This is one of those instances when I will admit, openly and honestly, to being out of touch with American public opinion.
Monday, the Gallup Organization released its latest update on the death penalty, and it showed what I suppose those of you in the majority already know: Support for capital punishment remains strong.
Yes, even when states such as Illinois and Maryland have imposed moratoriums on executions, even when judges in Pennsylvania and lawmakers in New Jersey think the current system is flawed, Americans seem to have few qualms about using this final form of punishment.
In the Gallup poll, 74 percent favored the death penalty for a person convicted of murder -- a proportion that hasn't been that high in eight years.
Gallup reports that this is despite the belief among most respondents that innocent people have been put to death in the last five years.
This is something I cannot pretend to analyze or explain. We acknowledge innocent people are on death row, we acknowledge that sometimes they are killed for crimes they did not commit -- yet we believe that this is an acceptable byproduct of a punishment that, far as anyone knows, has little deterrent value. Perhaps we believe it's justified as the collateral damage in a war without end.
With numbers as overwhelming as these, and with an increasing majority of Americans believing that the death penalty is applied fairly, I suspect that most views are fixed on the matter. Polls tell us that supporters tend to be ideologically conservative, Republican and less well educated than opponents.
Make of that what you will.
But I tell the story of John Thompson in the hope -- vain though it may be -- that someone will have a second thought. A realization that the system is only human, and human beings are flawed, which is why we should rarely, or never, assume to decide who should live and who should die.

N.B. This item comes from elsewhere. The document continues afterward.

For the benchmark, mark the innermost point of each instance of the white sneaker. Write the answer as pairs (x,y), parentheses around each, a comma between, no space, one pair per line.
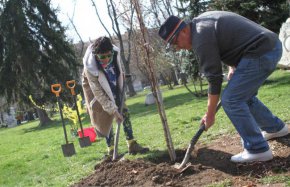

Thompson was only weeks away from execution in New Orleans in 1999 when two Philadelphia lawyers, working pro bono, helped save his life. Thompson had been convicted of murdering a prominent hotel executive in 1984, and was sentenced to death because of a previous robbery conviction. He insisted all along that he was innocent of both charges.
He was young and black, a small-time drug dealer in a Southern state, so naturally his punishment was severe. (A disproportionate number of death row inmates are black males, and the South leads the way on executions.) Just one happy, last-minute glitch: A dogged defense investigator discovered that a key piece of evidence was deliberately withheld from Thompson's robbery trial -- evidence that cleared him of that charge and prompted a judge to throw out the death sentence.
There was also a deathbed confession and the abrupt resignation of a rising star in the district attorney's office. Who needs reality TV when reality is so much more dramatic?
Last year, faced with life without parole but still proclaiming his innocence, Thompson was granted a new murder trial after his lawyers found witnesses who had never testified before a jury. Then on May 9, after less than an hour of deliberation, a New Orleans court found him innocent of murder.
Eighteen years in jail and two false convictions is torture enough. But what if that man had been put to death?
The Gallup Poll found that most respondents believed that only rarely are innocent people wrongly executed. Pray tell, what is rare? And how can we possibly know? How many poor folks are languishing on death row because they weren't lucky enough to catch the attention of a couple of big-city lawyers?
I'll never understand why Americans can remain so blase about the state-sanctioned killing of innocent people. But this is one time I don't mind being in the minority.